Apenas unos metros adelante, el supermercado Mercadona presume de ser de los pocos con luz eléctrica y pago con tarjeta disponible. Como en los momentos de mayor crisis durante la pandemia, este héroe vestido de multinacional capitalista genera que en medio de los pasillos se liberen las compras de pánico y los estantes comiencen a vaciarse.
“Tíos, cubran la nevera, que si no la comida se echa a perder”, advierte insistentemente una de las trabajadoras a los clientes, quienes, en una postura de jauría dispuesta a cazar a su presa, ignoran una y otra vez la información proporcionada.
Son casi las nueve de la noche y las calles se vuelven más salvajes. En Badalona, municipio colindante de Barcelona, los vecinos han logrado retener a un presunto ladrón que intentaba colarse a uno de los departamentos del barrio de Santa Coloma de Gramenet.
La policía ha llegado en cosa de segundos y ha tenido que acordonar la zona para evitar la mirada de los curiosos, pues se sabe que el chisme es uno de los lenguajes universales que nos sobreviven. Mientras los elementos catean los bolsillos del acusado y lo cuestionan minuciosamente, cada uno de los testigos comienza a relatar su versión de los hechos.
“Se ha subido por ahí y lo ha pillao la policía secreta”, dice uno; “Yo lo tengo grabado, el cómo se saltó de lado a lado”, comparte otro.

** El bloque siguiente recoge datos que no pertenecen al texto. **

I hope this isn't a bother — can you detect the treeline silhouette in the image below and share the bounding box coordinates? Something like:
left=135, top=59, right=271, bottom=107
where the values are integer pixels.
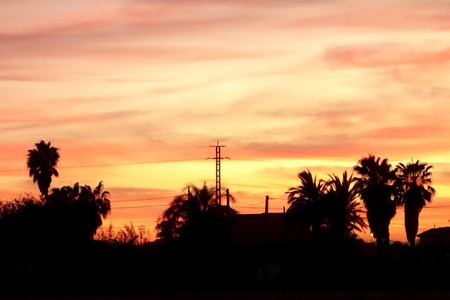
left=0, top=141, right=450, bottom=291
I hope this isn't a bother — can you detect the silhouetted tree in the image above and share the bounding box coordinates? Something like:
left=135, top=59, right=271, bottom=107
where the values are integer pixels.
left=27, top=140, right=59, bottom=197
left=45, top=182, right=111, bottom=240
left=323, top=171, right=367, bottom=240
left=286, top=170, right=325, bottom=238
left=156, top=183, right=236, bottom=241
left=397, top=160, right=436, bottom=247
left=353, top=155, right=398, bottom=257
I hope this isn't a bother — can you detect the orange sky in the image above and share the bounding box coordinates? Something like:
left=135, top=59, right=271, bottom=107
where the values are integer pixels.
left=0, top=0, right=450, bottom=241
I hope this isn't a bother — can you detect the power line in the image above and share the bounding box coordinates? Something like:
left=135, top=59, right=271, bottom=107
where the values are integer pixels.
left=111, top=204, right=167, bottom=209
left=112, top=197, right=173, bottom=203
left=0, top=158, right=203, bottom=173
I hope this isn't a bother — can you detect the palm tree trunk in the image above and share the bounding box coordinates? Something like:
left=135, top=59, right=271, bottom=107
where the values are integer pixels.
left=405, top=204, right=420, bottom=248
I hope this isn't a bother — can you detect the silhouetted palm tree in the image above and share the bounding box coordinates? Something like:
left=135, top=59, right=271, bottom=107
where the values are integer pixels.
left=323, top=171, right=367, bottom=240
left=353, top=155, right=398, bottom=257
left=397, top=160, right=436, bottom=247
left=45, top=182, right=111, bottom=240
left=286, top=170, right=325, bottom=238
left=156, top=183, right=237, bottom=241
left=27, top=140, right=59, bottom=198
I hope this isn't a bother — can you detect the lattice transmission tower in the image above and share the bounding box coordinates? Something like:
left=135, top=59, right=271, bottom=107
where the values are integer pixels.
left=207, top=141, right=230, bottom=205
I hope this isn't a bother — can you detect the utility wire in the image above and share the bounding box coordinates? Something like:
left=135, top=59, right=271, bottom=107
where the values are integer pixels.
left=0, top=158, right=204, bottom=173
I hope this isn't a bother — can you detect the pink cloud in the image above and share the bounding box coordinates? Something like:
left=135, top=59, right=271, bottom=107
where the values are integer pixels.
left=325, top=44, right=450, bottom=68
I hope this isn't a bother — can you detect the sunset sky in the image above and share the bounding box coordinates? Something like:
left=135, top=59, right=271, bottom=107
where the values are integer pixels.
left=0, top=0, right=450, bottom=241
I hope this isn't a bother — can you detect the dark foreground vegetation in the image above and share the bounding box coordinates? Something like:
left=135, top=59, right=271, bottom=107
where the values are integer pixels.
left=0, top=240, right=450, bottom=294
left=0, top=141, right=444, bottom=295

Finalmente, la Policía Nacional decide que hay elementos suficientes para llevarlo a la comisaría y la reacción multitudinaria no se hace esperar en la avenida.
Como un Jesucristo en la antesala de ser crucificado, la lista de insultos que se vierten desde la muchedumbre acompaña al señalado durante su corto camino a la patrulla: “¡Ladrón!”, “Desgraciado, vete a tu tierra a robar”, “Cortarle las manos”, “Ya estamos cansados, tíos” y “Lo que pasa es que esto es España”, se les escucha decir a la mesa de jueces espontáneos que se ha conformado.
La eventualidad eléctrica ha orillado a los vecinos a salir a los balcones de sus departamentos. Ya sea para montar veladoras, lámparas de baterías o hasta una fogata para cocinar, pero han decidido pasar los últimos momentos del lunes bajo el valioso reflejo de la Luna.
Los que tienen la posibilidad, encienden la radio y le dan seguimiento al minuto a minuto de la crisis. Han pasado casi diez horas desde el apagón, y en este túnel catalán, sigue sin vislumbrarse la luz.